Jasa Facial Tradisional dan Pijat (Body Massage) Tersertifikasi Provinsi Aceh

Jumat siang, 6 November 2020, matahari masih bersinar begitu terik. Namun, suasana rumah Sulaiman justru terasa begitu lega dan adem. Siapa pun yang mengunjungi rumah tersebut mungkin akan berpikir ulang mengenai keabsahan informasi tentang sepasang disabilitas sensorik (penglihatan) dengan tiga anak belia  yang menetap di tempat ini. 

Rumah tersebut terlihat asri. Pagar sederhana mengitari rumah dengan rapi. Di sisi rumah terdapat balai yang dinaungi rimbunnya pepohonan. Bunga dan beberapa jenis tanaman pangan tumbuh berjajar mengitari teras depan. Di sisi belakang rumah terlihat sepetak kandang yang berisi ayam-ayam yang tampak sehat terawat.


Watee phon gadoh penglihatan, tanyoe merasa terpukul pasti.” 

Kenang Sulaiman saat ditanyakan perasaannya saat pertama kali mengalami kehilangan penglihatan.

Pria kelahiran Bireuen, 47 tahun silam, ini pertama kali kehilangan penglihatannya di usia 7 tahun disebabkan kecelakaan sepeda motor yang dialaminya bersama abang dan nenek. Pihak keluarga telah mengusahakan beragam pengobatan bagi kesembuhan mata Sulaiman, dari medis hingga alternatif, akan tetapi belum menunjukkan hasil yang maksimal.

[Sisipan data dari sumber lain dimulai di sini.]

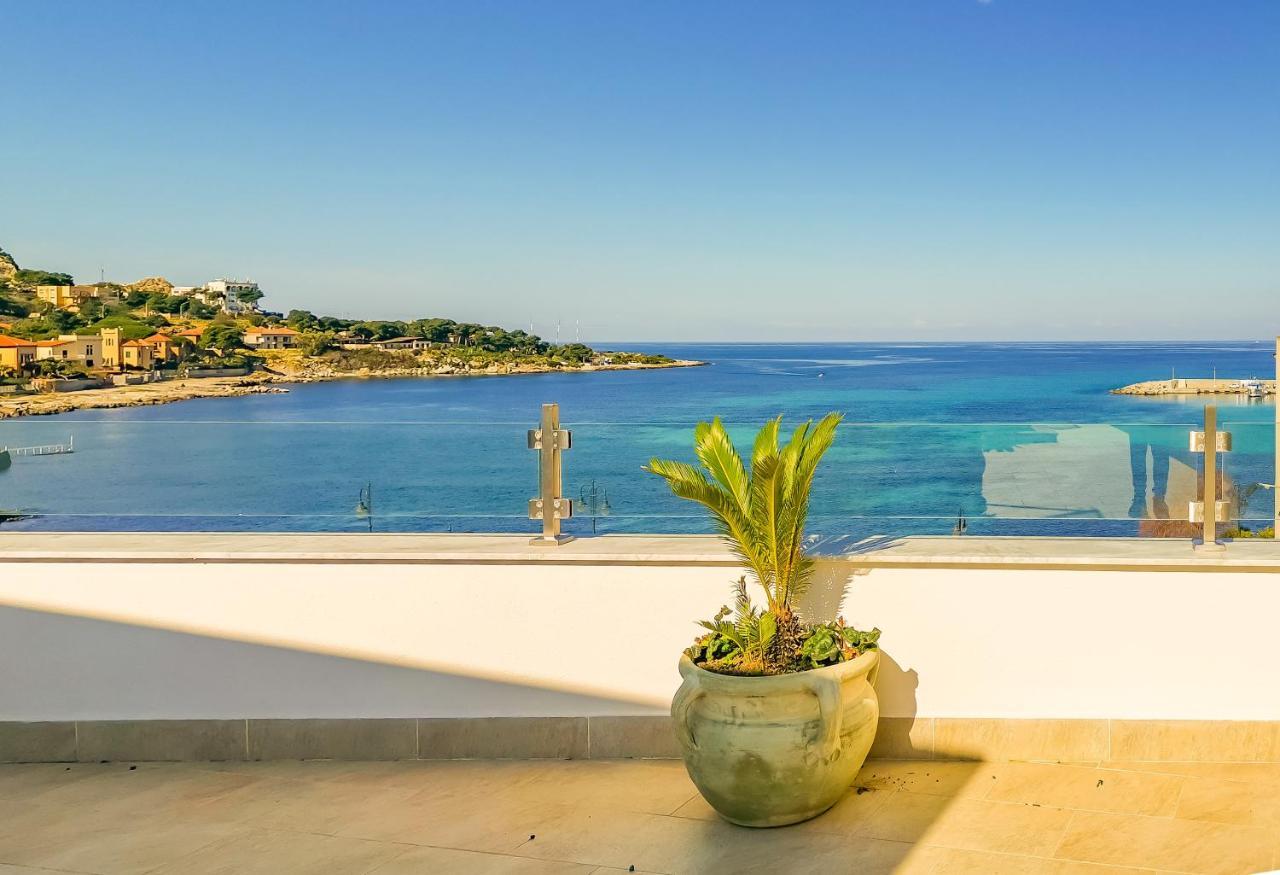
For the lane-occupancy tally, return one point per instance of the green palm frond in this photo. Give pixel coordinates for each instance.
(762, 512)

Bagi Sulaiman, transisi dari seorang non-disabilitas menjadi disabilitas pada awalnya menjadi tantangan yang cukup berat. Bahkan terkadang dia lupa kalau sudah kehilangan penglihatannya. Di masa-masa itu, dalam keterbatasannya, Sulaiman tetap beraktivitas seperti biasa. Namun, tak dapat dimungkiri, kecelakaan seperti menabrak tiang rumah hingga kepala retak jadi kerap dia alami.

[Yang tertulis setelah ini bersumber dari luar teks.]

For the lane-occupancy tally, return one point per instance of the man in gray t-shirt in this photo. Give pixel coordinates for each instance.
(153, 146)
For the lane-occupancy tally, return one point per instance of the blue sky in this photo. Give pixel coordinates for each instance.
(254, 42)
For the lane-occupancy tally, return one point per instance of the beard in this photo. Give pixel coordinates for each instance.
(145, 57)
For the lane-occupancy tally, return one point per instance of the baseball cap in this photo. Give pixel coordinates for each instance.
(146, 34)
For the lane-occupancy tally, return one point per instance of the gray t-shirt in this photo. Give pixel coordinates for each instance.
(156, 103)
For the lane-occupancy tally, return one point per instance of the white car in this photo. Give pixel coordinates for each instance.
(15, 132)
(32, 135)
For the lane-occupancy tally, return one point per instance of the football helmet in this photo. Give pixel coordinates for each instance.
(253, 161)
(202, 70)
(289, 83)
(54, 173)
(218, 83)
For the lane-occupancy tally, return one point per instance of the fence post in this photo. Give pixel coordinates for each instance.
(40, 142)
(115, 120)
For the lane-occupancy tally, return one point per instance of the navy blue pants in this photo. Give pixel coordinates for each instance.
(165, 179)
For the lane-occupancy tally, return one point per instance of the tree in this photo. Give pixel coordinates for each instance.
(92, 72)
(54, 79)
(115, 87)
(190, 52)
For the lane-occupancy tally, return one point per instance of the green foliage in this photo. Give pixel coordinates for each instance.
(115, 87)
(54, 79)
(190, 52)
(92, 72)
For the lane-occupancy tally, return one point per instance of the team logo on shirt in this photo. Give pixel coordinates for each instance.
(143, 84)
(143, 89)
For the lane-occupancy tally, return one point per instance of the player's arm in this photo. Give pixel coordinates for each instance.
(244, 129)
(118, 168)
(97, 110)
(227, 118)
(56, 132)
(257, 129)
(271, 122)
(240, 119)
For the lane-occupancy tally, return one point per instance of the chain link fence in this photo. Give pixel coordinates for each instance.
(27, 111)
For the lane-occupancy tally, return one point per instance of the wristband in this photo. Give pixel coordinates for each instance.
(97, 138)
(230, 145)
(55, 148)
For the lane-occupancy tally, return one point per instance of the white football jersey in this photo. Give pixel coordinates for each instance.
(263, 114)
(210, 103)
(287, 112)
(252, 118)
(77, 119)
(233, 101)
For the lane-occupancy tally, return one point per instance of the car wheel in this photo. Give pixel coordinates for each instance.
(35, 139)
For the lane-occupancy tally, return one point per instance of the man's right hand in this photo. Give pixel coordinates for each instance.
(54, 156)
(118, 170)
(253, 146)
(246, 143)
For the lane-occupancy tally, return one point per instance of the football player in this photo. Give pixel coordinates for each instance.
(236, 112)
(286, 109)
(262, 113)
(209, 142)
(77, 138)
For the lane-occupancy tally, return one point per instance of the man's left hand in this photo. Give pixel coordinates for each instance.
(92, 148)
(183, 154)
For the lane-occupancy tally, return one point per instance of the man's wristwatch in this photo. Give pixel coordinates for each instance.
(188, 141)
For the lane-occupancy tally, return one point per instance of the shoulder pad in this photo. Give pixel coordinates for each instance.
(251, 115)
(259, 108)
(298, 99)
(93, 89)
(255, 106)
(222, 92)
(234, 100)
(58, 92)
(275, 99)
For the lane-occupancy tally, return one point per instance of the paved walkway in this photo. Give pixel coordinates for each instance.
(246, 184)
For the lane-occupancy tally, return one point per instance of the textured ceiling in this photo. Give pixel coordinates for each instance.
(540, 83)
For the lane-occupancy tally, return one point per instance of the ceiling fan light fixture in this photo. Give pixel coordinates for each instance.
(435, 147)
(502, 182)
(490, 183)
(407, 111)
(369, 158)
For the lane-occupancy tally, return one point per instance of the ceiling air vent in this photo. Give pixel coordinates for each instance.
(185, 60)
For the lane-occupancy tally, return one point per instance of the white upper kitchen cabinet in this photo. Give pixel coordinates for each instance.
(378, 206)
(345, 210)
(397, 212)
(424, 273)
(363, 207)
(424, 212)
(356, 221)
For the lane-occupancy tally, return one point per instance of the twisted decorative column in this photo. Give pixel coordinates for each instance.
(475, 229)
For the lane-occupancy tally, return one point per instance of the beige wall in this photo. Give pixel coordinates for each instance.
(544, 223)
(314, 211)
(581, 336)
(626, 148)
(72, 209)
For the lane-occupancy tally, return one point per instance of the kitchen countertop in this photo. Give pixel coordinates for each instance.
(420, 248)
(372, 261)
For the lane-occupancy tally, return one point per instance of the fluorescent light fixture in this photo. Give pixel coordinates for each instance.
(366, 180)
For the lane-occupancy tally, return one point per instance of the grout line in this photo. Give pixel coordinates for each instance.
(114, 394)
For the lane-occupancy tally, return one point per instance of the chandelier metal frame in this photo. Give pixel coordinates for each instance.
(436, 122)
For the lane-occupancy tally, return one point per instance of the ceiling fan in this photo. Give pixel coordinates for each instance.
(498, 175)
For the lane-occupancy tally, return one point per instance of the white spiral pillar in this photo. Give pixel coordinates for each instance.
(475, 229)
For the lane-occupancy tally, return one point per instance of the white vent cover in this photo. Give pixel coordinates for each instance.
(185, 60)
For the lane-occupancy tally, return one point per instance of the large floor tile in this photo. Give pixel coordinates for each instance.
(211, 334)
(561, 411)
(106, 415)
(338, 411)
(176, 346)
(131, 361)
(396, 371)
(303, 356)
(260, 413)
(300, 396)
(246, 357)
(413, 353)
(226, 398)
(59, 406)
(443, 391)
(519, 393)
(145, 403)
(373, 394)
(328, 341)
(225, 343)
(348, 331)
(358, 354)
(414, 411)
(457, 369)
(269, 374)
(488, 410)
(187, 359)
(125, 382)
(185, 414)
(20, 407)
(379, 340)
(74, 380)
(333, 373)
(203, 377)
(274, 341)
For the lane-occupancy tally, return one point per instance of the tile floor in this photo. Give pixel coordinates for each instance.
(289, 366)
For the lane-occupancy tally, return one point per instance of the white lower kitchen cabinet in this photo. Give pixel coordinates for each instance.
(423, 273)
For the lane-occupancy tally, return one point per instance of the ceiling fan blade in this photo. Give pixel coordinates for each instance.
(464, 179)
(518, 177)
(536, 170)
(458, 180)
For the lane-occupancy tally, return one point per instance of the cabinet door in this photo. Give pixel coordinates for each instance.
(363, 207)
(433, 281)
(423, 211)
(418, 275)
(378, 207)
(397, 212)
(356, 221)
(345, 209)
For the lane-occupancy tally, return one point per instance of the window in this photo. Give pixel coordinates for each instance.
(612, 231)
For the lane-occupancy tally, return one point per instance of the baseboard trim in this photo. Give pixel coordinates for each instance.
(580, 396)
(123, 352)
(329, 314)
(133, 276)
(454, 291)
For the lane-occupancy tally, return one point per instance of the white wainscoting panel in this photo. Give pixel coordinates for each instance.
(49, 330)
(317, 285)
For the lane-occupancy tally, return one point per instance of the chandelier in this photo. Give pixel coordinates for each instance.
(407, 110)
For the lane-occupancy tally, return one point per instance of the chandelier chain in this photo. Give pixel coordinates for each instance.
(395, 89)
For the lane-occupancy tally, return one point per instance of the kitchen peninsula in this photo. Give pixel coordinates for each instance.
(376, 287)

Sulaiman menjelaskan bahwa pada kenyataannya butuh waktu bertahun-tahun baginya untuk menerima kondisi diri sebagai seorang disabilitas. Perasaan sedih kerap muncul mana kala kenangan penglihatan yang terekam dalam memori mulai kabur, terhapus satu persatu. Namun, penerimaan dari teman-teman, lingkungan sekitar dan kemauan diri untuk bangkit telah menyelamatkan Sulaiman dari lubang keterpurukan.

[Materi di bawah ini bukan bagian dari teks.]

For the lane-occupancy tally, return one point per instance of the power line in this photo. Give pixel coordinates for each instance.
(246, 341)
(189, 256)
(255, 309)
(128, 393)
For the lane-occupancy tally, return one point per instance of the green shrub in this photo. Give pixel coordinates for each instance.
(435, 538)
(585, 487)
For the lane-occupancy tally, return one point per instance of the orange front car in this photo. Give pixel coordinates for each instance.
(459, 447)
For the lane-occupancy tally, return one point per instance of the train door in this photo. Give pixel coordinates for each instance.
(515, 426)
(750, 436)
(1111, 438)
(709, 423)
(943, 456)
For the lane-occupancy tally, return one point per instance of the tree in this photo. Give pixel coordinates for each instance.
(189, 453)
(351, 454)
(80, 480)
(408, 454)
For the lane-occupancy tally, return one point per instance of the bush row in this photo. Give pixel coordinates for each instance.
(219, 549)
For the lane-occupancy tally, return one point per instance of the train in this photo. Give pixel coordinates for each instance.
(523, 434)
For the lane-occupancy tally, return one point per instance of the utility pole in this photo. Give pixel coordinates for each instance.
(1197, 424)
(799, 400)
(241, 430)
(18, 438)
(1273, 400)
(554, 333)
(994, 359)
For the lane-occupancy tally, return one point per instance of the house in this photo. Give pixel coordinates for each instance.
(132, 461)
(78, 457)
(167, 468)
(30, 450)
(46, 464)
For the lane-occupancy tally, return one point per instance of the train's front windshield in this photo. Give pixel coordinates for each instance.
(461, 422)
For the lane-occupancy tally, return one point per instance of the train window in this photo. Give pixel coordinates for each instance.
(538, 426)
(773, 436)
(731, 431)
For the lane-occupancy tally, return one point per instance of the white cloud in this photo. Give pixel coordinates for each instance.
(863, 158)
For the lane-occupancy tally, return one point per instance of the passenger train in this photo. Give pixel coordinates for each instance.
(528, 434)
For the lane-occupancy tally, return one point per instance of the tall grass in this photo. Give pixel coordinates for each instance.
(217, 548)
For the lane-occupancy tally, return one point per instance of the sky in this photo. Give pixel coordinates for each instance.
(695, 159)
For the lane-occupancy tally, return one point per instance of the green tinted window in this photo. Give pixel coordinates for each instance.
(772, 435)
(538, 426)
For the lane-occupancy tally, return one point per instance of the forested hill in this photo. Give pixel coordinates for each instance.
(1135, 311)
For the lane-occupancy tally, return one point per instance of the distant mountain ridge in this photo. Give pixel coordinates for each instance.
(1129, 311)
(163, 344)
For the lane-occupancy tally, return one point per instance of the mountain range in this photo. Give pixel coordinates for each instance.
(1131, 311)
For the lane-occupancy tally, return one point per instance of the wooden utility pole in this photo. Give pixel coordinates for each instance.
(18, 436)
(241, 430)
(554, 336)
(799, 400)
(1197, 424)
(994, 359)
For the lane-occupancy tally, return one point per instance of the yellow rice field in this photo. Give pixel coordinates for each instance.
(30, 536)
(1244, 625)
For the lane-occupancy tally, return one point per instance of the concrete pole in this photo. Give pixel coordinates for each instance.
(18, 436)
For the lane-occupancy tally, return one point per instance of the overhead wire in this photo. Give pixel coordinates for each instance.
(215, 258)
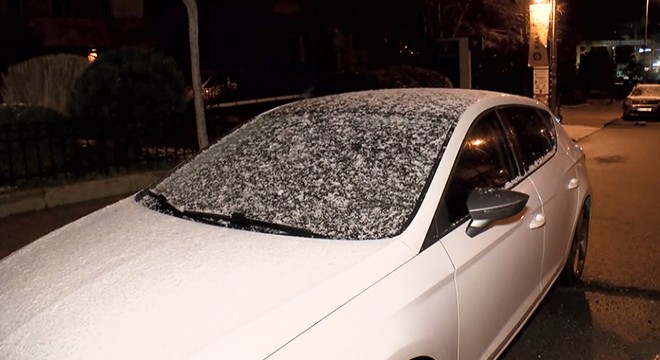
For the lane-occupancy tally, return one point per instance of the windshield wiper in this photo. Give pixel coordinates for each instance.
(241, 221)
(236, 219)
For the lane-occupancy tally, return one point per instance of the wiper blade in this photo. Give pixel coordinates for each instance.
(236, 219)
(239, 219)
(164, 203)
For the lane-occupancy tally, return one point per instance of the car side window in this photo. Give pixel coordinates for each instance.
(534, 131)
(484, 161)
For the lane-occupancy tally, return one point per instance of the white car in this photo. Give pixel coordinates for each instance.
(386, 224)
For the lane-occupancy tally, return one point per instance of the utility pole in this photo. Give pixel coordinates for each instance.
(552, 103)
(193, 26)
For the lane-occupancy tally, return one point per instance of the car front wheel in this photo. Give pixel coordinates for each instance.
(572, 273)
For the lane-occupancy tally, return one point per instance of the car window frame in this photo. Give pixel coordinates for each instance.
(436, 230)
(544, 116)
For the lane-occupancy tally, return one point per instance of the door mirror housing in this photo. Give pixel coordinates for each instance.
(486, 206)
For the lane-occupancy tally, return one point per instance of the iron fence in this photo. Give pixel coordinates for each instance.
(44, 152)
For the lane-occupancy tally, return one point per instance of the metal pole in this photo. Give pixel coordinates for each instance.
(552, 102)
(646, 33)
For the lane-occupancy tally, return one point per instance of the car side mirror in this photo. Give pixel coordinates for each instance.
(487, 206)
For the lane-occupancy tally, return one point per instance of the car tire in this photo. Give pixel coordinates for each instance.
(572, 272)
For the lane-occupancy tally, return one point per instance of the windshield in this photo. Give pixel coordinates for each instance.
(341, 172)
(653, 90)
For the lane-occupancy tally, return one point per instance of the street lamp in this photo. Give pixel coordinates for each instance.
(543, 36)
(646, 35)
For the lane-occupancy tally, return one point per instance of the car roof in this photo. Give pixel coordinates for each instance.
(414, 103)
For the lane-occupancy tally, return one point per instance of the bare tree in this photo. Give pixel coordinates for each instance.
(193, 26)
(501, 23)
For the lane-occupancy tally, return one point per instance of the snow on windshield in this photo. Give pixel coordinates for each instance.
(349, 166)
(647, 90)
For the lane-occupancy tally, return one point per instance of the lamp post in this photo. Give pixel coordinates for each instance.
(646, 34)
(543, 51)
(552, 103)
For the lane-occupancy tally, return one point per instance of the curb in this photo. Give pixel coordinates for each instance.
(43, 198)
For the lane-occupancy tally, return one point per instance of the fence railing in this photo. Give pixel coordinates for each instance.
(42, 152)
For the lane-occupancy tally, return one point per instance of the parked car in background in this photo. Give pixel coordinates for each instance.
(386, 224)
(642, 102)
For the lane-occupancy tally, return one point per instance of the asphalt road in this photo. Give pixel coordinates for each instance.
(615, 314)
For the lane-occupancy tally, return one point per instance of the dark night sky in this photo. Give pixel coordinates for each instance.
(236, 33)
(598, 19)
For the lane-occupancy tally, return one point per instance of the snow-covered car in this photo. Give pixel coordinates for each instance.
(642, 102)
(386, 224)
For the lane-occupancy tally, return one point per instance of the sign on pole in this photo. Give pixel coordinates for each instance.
(541, 83)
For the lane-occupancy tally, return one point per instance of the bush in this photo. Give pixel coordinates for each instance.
(44, 81)
(129, 84)
(12, 114)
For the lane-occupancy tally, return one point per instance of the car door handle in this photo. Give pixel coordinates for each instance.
(537, 221)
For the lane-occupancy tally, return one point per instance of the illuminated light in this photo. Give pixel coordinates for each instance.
(539, 14)
(91, 57)
(477, 142)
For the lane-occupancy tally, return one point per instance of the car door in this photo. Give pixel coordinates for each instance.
(553, 174)
(496, 272)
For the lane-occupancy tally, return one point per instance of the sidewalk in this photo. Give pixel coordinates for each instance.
(582, 120)
(38, 199)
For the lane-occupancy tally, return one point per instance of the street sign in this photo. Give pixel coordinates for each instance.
(541, 83)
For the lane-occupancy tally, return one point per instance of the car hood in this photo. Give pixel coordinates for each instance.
(129, 282)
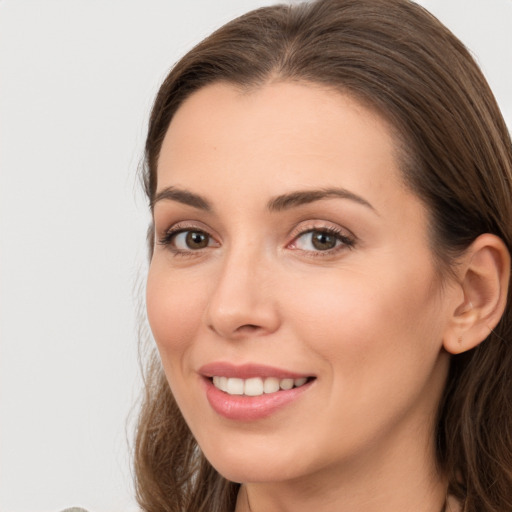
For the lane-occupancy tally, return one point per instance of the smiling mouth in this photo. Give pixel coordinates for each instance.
(256, 386)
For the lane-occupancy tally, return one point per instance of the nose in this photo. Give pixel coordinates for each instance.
(243, 301)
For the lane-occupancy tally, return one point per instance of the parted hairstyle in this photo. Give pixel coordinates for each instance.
(456, 156)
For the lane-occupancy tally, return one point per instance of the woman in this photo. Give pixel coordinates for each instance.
(331, 192)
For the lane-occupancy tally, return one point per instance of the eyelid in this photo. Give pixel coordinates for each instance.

Kemudian, menjadi seorang disabilitas nyatanya tak membatasi Sulaiman untuk berani berhijrah ke sana ke mari; bergaul, berorganisasi, dan mencari rezeki. Dia bahkan sempat mengenyam pendidikan luar biasa di Jabal Ghafur, Sigli. Di Panti Sosial Rehabilitasi Penyandang Cacat Netra pada tahun 1992, Sulaiman mampu menguasai beragam keterampilan seperti anyaman rotan dan sabut, pijat (body massage), pertanian, peternakan, bahkan menguasai Al-Quran Arab Braile. Pada Maret 1996, Sulaiman pun menyelesaikan pendidikannya dan menjadi tenaga ahli tersertifikasi.

Tak hanya menjadi salah satu lulusan terbaik, Sulaiman juga mampu memotivasi teman-teman disabilitas. Sulaiman secara serius melakukan gerakan advokasi perjuangan hak-hak disabilitas. Hal tersebut tercermin bukan saja secara personal namun juga secara organisasi. Sulaiman bersama dua rekan lainnya telah mendirikan Ikatan Persaudaraan Disabilitas Pidie (IPDP) dan kini iapun menjabat sebagai ketua. Rekam jejak perjuangannya inilah yang mendorong Forum Bangun Aceh (FBA) memberikan penghargaan atas jerih payah Sulaiman dalam memperjuangkan kaumnya.

 

Selain dapat memenuhi kebutuhan diri sendiri, melalui skill yang dipunyai Sulaiman juga ikut memberdayakan disabilitas yang lain. Seperti pengalaman yang ia rasakan sendiri ketika mengajarkan 8 orang disabilitas sensorik (penglihatan) lainnya. Kini mereka telah berdaya dan mampu mencari nafkah melalui keterampilan massage (pijat). Bahkan ada yang sudah mampu berkeluarga. Kemudian, ada juga disabilitas yang dulunya sempat tidak mampu menerima kondisi yang ia alami dan ingin bunuh diri. Namun justru kini dia telah mampu berdikari dan aktif berorganisasi. 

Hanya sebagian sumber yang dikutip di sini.